Los Encuentros Nacionales de Mujeres en Rosario han sido, en las dos ocasiones anteriores, motivo de orgullo y celebración de la unidad, y puntos de inflexión en esta larga historia, la nuestra, la del movimiento, la de sus Encuentros. Estamos en la ciudad que, en el Encuentro de 1989, hizo frente a los indultos menemistas y luchó junto a las Madres y las Abuelas por la Memoria, la Verdad y la Justicia; que en 2003 dio el puntapié inicial para lo que un tiempo después sería la Campaña Nacional por el Derecho al Aborto Legal, Seguro y Gratuito. Rosario, gracias a la lucha de las mujeres organizadas, fue declarada en emergencia en materia de violencia de género en 2012, y en 2016 aprobó el Cupo Laboral Trans a nivel ciudad.
Nuestro recuerdo a Graciela Benedetto, incansable luchadora por la unidad del movimiento de mujeres. También a Sandra Cabrera, coordinadora de un taller en el Encuentro de 2003 y referente de AMMAR Rosario, asesinada por denunciar los negociados de la policía: pedimos esclarecimiento de su crimen y justicia.
No hay mejor manera de enfrentarnos con quienes hambrean al pueblo, con quienes quieren seguir sometiéndonos, encasillándonos en roles que no elegimos y o en lugares de segunda, con quienes nos violentan y nos impiden decidir sobre nuestros cuerpos que apostando a la unidad, al Encuentro en la diversidad de miradas y de trayectorias. No hay mejor receta para seguir en la lucha que estando todas juntas.
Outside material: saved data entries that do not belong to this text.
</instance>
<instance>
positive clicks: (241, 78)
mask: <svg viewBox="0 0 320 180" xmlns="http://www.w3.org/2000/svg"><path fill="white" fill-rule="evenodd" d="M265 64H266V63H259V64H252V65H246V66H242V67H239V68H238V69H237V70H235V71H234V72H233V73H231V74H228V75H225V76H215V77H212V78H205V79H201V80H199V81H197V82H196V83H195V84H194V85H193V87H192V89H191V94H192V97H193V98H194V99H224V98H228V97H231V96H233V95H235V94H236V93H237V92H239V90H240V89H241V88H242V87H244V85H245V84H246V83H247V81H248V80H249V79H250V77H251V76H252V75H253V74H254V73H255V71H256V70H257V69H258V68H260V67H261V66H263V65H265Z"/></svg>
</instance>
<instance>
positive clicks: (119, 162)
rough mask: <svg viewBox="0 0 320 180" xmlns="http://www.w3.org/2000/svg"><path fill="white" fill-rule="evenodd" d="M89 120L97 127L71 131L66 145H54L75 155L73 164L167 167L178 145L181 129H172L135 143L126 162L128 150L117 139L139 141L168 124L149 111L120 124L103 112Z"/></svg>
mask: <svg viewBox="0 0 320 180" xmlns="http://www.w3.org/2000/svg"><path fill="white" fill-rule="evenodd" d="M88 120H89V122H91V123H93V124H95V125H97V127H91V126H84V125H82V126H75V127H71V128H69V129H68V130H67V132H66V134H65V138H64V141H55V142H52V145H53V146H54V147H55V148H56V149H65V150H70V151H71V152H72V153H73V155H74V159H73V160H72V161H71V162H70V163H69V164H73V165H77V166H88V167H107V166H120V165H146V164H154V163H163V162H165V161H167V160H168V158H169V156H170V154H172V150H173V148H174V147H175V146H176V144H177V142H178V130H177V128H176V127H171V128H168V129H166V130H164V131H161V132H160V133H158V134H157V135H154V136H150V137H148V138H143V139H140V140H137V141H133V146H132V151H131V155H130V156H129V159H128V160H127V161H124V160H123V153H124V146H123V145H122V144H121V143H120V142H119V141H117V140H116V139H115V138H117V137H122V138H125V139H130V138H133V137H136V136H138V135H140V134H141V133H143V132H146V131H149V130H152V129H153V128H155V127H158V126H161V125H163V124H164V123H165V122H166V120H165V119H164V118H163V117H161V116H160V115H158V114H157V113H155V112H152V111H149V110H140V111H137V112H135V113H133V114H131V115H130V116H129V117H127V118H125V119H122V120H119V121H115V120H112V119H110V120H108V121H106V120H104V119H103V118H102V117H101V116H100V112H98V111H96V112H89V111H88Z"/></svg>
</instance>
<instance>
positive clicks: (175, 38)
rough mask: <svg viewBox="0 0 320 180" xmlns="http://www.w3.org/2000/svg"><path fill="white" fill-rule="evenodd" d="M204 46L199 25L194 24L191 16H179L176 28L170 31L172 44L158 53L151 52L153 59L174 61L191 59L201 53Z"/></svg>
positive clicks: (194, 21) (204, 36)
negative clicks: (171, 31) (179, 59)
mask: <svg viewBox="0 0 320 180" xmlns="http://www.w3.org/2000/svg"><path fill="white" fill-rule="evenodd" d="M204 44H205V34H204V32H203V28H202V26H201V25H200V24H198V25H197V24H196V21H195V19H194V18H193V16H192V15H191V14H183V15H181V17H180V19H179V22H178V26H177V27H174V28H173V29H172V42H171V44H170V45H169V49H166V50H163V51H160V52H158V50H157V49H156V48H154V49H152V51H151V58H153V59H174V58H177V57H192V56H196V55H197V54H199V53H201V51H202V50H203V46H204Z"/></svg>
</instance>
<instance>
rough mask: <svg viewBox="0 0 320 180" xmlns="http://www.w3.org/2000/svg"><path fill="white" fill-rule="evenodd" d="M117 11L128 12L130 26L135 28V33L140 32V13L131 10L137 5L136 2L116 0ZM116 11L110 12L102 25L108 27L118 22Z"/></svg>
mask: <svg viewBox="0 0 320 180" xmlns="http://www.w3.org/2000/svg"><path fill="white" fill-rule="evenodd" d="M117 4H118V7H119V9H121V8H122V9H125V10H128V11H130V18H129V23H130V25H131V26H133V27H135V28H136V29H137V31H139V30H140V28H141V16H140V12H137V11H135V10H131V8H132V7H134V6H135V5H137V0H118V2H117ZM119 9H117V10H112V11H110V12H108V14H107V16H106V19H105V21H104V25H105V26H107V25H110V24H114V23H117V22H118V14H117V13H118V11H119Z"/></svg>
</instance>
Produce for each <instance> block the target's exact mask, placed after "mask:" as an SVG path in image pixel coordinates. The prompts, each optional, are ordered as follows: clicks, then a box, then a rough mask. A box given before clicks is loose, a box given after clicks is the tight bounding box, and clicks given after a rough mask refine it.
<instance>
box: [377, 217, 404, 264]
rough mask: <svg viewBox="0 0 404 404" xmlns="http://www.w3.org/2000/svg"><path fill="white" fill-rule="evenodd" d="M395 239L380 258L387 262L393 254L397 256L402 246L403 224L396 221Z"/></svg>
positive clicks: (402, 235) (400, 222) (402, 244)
En el Encuentro crecemos, aprendemos y avanzamos en descubrir el origen de nuestros sufrimientos y los responsables de tanto dolor que recorre la vida de cada una de nosotras, develando la doble opresión que sufrimos por ser parte del pueblo y por ser mujeres. El Encuentro será, como ha sido históricamente, el caldero para luchar y conquistar nuestros derechos.
Aquí las recibimos; las esperábamos con todas las ganas, con toda la alegría de saber que durante 3 días la ciudad nos pertenece a las mujeres. Tenemos 69 talleres, 120 actividades culturales, una marcha que promete ser inolvidable y una peña que nos hará bailar y disfrutar bajo las estrellas.
Costó mucho esfuerzo, pero sabemos que vale la pena. Este Encuentro ya deja de ser nuestro, ya es de todas, y esperamos vivirlo con intensidad, cuidarlo, que nos cuidemos entre nosotras, porque sabemos que el Encuentro molesta y que es posible que intenten provocarnos para perjudicarlo, difamarlo y quebrarlo. Esperamos que lo disfruten y se lo lleven transformado en fuerza para continuar la lucha diaria por un futuro mejor. Nuestra alegría es por recibirlas, nuestro fervor es por lo que crece, nuestra firmeza es por no ceder en lo conquistado y por conseguir los derechos que se nos adeudan. Así como en 1989, así como en el 2003, hoy les decimos: ¡Mujeres del país, a partir de este momento, EL ENCUENTRO ES DE TODAS!